In the spring of 2013, Pouvoir Magique co-founded the "Mawimbi" collective, a project designed to unite African musical heritage with contemporary soundscapes, and released two EPs. Within days of launching their label Musiques de Sphères, the duo's studio was burglarized and a hard drive with six years of painstakingly curated material had vanished. After tracking down demos they shared with friends before their final stages of completion, Clément and Bertrand reconstructed an album of 12 tracks.

Unfinished though they might be, each song is a marvelous thing to behold. Their stunning 2016 single "Eclipse," with its cinematic video, might have been one of the most immediate songs on the record, but it's the pulsing "Chalawan," with its guttural howls, fluttering flute-like passages, and driving, hypnotic beats that truly mesmerizes.

6. Purple Disco Machine - “Body Funk” & “Devil In Me” (TIE)

Whenever a bevy of guest artists appears on a debut record, it's often best to approach the project with caution. 85% of the time, the collaborative partners either overshadow the proceedings or detract from the vision of the musician whose name is emblazoned across the top of the LP. There are, however, pleasant exceptions to the rule and Tino Piontek's Soulmatic is one of the year's most delightfully cohesive offerings. The Dresden-born Deep Funk innovator, aka Purple Disco Machine, has risen to international status since 2009, releasing one spectacular track and remix after another. It should go without saying that this long-awaited collection, featuring everyone from Kool Keith to Faithless and Boris D'lugosch, is ripe with memorable highlights.

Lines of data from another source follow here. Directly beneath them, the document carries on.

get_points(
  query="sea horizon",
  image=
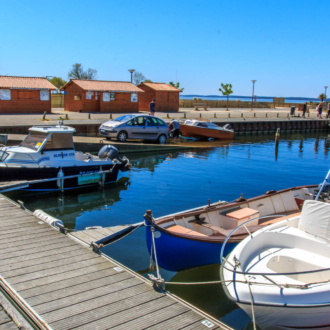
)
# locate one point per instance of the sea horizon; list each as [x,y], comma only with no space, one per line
[289,99]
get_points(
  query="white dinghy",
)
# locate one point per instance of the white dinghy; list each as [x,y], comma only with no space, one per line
[280,275]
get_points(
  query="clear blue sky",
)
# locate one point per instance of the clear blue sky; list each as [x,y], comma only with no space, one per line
[283,44]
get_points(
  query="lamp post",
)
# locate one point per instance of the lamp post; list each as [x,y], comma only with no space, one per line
[253,81]
[131,71]
[325,92]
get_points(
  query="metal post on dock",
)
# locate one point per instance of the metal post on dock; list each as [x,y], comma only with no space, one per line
[277,139]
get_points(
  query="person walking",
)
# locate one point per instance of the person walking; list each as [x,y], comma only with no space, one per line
[304,109]
[319,109]
[152,107]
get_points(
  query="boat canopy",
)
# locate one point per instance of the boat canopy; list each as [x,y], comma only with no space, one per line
[49,138]
[315,219]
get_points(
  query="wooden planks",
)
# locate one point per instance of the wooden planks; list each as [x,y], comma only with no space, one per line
[69,286]
[6,322]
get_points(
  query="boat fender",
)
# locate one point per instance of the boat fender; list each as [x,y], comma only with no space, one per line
[110,152]
[241,199]
[48,219]
[60,174]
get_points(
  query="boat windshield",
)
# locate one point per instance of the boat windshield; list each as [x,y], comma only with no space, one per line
[33,141]
[124,118]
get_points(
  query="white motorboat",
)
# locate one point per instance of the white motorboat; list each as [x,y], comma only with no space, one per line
[48,152]
[280,275]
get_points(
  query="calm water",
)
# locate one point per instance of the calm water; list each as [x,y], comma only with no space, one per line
[172,182]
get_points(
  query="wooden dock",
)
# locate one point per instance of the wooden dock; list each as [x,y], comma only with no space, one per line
[68,286]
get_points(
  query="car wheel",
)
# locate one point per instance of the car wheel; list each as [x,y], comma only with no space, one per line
[162,139]
[122,136]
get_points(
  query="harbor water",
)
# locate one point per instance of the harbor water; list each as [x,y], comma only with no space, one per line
[172,182]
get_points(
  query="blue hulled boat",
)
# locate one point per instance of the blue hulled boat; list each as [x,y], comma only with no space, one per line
[194,238]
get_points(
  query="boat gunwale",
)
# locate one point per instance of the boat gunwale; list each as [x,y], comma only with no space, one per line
[214,239]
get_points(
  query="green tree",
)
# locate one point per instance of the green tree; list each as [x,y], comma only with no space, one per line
[77,72]
[226,90]
[177,85]
[58,82]
[321,97]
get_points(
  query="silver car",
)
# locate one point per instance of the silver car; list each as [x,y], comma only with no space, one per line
[135,127]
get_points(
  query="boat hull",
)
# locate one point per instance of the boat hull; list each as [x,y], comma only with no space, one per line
[194,131]
[176,253]
[22,174]
[286,317]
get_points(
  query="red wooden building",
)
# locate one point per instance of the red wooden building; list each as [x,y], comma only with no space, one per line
[25,94]
[101,96]
[167,97]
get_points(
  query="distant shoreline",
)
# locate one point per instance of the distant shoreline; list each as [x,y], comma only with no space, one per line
[249,97]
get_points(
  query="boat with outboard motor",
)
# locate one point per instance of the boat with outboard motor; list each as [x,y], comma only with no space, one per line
[202,129]
[194,238]
[48,152]
[280,274]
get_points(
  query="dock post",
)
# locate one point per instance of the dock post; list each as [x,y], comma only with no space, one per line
[102,178]
[277,139]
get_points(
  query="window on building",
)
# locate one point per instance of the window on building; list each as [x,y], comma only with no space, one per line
[106,97]
[44,95]
[25,95]
[5,94]
[59,141]
[89,95]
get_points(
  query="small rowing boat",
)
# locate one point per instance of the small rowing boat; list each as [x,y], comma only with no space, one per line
[201,129]
[194,238]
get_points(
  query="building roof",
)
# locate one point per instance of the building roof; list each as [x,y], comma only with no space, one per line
[162,87]
[104,86]
[25,82]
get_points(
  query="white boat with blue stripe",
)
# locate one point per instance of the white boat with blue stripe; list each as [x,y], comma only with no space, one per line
[48,152]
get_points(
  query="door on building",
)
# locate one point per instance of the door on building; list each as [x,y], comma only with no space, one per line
[138,129]
[152,129]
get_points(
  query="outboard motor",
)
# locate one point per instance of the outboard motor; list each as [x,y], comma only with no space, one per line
[227,126]
[112,153]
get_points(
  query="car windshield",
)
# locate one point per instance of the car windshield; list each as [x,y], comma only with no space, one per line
[124,118]
[33,141]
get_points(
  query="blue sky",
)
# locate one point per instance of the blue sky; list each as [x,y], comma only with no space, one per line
[282,44]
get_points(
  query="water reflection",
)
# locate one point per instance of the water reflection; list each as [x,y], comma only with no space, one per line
[171,182]
[70,206]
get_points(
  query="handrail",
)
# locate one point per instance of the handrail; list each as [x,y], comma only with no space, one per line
[222,258]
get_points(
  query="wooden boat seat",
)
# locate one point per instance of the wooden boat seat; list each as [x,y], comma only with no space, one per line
[182,230]
[252,229]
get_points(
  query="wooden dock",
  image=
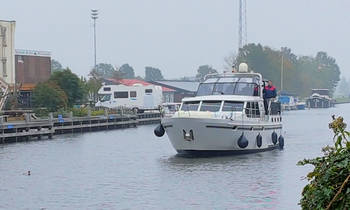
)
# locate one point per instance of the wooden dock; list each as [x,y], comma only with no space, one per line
[36,129]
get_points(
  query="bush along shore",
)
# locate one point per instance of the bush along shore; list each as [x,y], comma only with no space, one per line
[329,182]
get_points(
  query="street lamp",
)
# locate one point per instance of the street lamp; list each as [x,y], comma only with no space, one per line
[94,16]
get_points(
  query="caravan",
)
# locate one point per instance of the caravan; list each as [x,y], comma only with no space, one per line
[137,97]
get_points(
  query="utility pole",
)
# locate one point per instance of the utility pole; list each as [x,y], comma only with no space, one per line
[94,16]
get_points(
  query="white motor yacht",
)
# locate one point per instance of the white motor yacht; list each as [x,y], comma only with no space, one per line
[227,116]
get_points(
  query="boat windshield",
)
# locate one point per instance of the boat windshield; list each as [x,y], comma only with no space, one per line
[246,86]
[104,97]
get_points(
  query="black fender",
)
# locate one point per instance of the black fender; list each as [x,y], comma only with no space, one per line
[281,142]
[274,137]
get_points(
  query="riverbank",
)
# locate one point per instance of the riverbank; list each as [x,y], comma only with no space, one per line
[28,130]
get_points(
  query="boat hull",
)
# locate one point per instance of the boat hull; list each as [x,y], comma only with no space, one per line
[196,136]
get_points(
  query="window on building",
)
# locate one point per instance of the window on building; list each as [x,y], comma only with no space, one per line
[121,94]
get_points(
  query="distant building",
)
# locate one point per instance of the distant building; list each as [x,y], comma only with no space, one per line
[168,93]
[7,51]
[182,88]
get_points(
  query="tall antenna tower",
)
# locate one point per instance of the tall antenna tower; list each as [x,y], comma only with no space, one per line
[242,26]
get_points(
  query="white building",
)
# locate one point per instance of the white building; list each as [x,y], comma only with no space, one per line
[7,51]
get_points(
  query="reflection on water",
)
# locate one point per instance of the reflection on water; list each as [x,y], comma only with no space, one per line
[131,168]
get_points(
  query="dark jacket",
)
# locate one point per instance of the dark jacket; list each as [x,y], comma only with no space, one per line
[270,92]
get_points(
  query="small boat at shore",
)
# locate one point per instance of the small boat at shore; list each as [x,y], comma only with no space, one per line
[227,116]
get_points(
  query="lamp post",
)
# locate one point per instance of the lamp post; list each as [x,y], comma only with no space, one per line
[94,16]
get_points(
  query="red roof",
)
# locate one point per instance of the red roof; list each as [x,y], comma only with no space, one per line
[131,82]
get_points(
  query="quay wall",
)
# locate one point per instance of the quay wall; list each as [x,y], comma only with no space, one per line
[37,129]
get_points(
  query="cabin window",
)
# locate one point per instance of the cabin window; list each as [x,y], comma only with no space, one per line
[232,106]
[148,91]
[210,106]
[121,94]
[205,89]
[133,94]
[252,110]
[190,106]
[224,88]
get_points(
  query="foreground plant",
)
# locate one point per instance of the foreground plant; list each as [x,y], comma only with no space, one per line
[329,186]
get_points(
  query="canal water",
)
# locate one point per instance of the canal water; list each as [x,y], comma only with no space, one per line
[132,169]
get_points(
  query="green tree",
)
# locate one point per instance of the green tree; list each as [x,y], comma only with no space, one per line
[56,66]
[153,74]
[50,96]
[71,85]
[203,71]
[127,71]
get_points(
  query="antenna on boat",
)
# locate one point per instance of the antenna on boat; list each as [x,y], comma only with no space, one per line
[243,68]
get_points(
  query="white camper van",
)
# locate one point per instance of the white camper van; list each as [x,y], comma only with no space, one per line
[137,97]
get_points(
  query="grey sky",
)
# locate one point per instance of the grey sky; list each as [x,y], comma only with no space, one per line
[176,35]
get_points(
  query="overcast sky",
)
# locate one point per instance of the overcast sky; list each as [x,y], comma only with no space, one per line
[176,35]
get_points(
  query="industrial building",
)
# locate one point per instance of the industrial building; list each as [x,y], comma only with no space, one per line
[7,51]
[20,70]
[32,67]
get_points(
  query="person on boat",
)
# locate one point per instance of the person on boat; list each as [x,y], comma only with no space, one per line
[269,93]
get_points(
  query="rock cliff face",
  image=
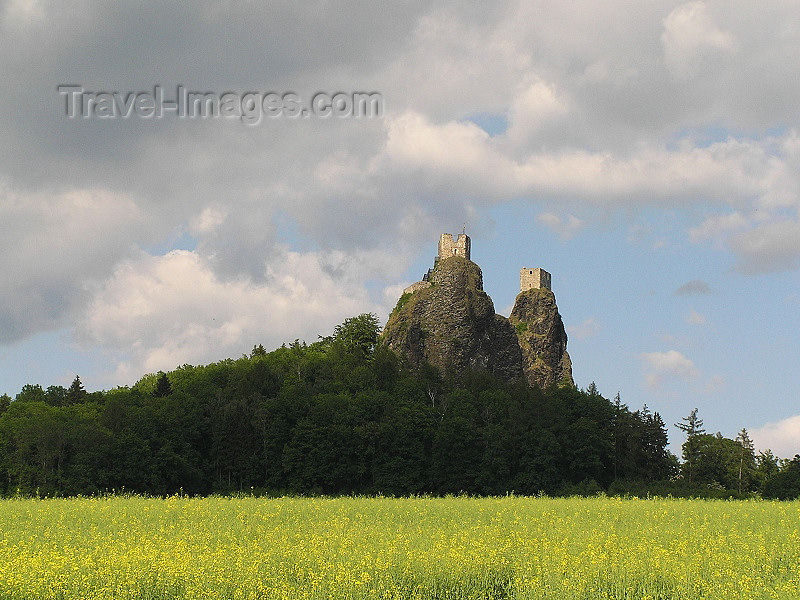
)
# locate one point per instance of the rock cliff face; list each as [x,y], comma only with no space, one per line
[542,338]
[452,324]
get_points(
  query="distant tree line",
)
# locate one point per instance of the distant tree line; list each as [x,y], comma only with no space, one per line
[345,415]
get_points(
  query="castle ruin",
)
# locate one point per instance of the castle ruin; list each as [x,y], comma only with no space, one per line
[533,279]
[450,245]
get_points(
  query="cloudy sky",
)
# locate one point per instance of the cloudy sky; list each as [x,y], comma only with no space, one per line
[644,152]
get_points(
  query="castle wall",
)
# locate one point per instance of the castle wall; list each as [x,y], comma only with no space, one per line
[451,246]
[533,278]
[420,285]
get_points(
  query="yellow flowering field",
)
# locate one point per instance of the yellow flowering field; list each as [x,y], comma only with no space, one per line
[510,547]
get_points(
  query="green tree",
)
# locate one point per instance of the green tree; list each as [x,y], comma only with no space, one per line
[163,386]
[785,485]
[359,334]
[747,461]
[31,393]
[75,393]
[693,428]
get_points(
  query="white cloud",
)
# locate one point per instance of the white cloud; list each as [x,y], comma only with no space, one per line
[769,247]
[782,437]
[692,40]
[588,328]
[566,227]
[693,287]
[695,318]
[666,366]
[163,311]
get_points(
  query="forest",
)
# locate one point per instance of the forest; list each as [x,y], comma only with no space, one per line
[346,415]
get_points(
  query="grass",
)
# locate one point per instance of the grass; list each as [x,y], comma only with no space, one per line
[511,547]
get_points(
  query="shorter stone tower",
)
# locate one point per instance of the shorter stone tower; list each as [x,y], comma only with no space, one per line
[450,246]
[533,278]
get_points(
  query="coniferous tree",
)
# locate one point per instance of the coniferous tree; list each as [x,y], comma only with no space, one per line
[163,386]
[75,393]
[747,461]
[693,428]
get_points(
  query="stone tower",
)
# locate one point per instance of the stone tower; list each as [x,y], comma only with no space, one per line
[533,278]
[451,246]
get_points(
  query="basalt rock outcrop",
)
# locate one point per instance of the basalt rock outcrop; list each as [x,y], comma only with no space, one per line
[542,338]
[449,321]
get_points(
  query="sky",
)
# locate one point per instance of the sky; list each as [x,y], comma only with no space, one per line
[645,153]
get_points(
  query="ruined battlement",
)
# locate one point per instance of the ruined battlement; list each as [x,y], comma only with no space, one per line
[449,246]
[533,279]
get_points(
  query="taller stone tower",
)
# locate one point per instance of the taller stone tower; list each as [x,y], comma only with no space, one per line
[534,279]
[451,246]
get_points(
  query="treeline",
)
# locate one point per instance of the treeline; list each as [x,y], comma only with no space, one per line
[344,415]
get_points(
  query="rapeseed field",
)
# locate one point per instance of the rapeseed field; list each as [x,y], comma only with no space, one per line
[381,548]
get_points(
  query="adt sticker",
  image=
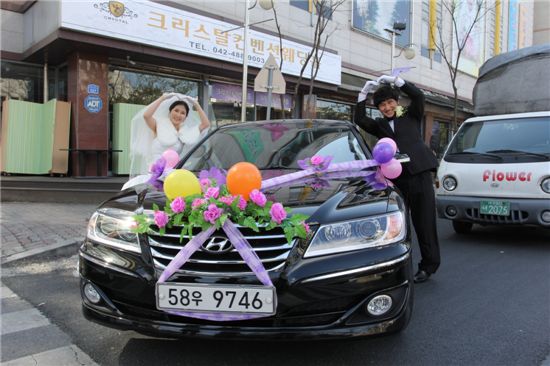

The saucy, soaring "Mistress" shines a spotlight on the stellar pipes of "UK soul hurricane" Hannah Williams. While it might be a crowning moment within the set, its the strutting discofied "Body Funk", and the album's first single, "Devil In Me", that linger long after the record has stopped spinning. The former track with its camptastic fusion of '80s Sylvester gone 1940s military march, and the latter anthem, a soulful stunner that samples the 1968 Stax hit "Private Number", and features the vocal talents of Duane Harden and Joe Killington, feels like an unearthed classic. Without a doubt, the German DJ's debut is one of the best dance records of the year.